Тут было и описание четырехконной русско-американской молотилки, взятое, как о том говорила ссылка, из третьего тома «Трудов императорского Вольно-экономического общества» за 1854 год; и чертежи практической зимней и летней маслобойки тверского помещика, статского советника Коха; и разные выписки из «Энциклопедического лечебника домашних животных и дворовых птиц».
Особенно обстоятельная была выписка о кровопускании, так что заботившийся о своем просвещении становой пристав узнал, что кровопускание нужно делать: «у лошадей – из шпорных вен, подкожных локтевых, путовых или средней хвостовой вены; у рогатого скота – из подкожных брюшных или молочных вен; у овец – из шейных, личных, локтевых и бедренных вен…»
Вслед за «пользой кровопускания» много страниц записной тетради было отведено пиявкам и способам искусственного разведения их.
Иные слабохарактерные натуры если и ведут записки свои, то делают это урывками, неразборчивым почерком, не дописывая слов, – вообще небрежно. Совсем не то видел пристав Зарницын в записной тетради своего бывшего друга. Там царили обстоятельность, аккуратность, предусмотрительность, как будто записки эти делались не для себя лично, в помощь памяти, которая не всегда бывает свежа и услужлива, а в назидание потомству или по крайней мере как руководство для деятельных сельских хозяев, поэтому почерк был отчетливый, все слова дописаны; если прилагались чертежи, то и они делались не без изящества, – по линеечке и даже с растушевкой.
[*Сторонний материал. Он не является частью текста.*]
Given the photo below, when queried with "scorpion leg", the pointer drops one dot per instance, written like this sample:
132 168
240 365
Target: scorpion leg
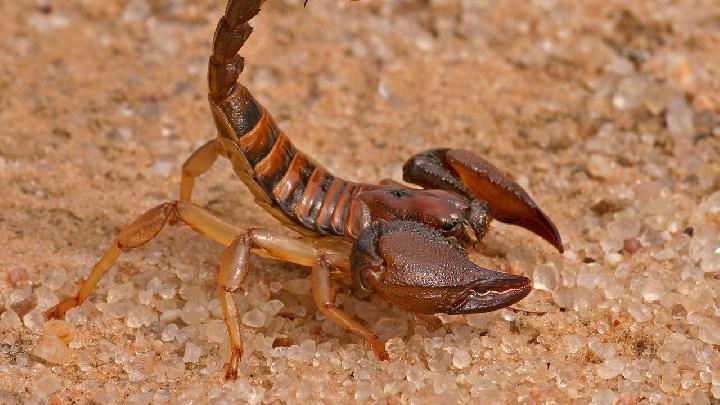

Большое место в записках отводилось практике судебных процессов, что было вполне объяснимо для пристава: ему известно было, что не одну собачку съел его друг в этих головоломных делах и делишках, так что уж никакой тверской помещик Кох с его маслобойками ему и в подметки не годился бы!.. Без утайки проставлены были в этом отделе записок также и денежные суммы, истраченные на ведение процессов с соседями, так что пристав мог достаточно обогатить свой житейский опыт в этом именно направлении: деньги – вещь щекотливая, и не всегда, говоря о них, бывают откровенны с друзьями даже и наилучшие друзья.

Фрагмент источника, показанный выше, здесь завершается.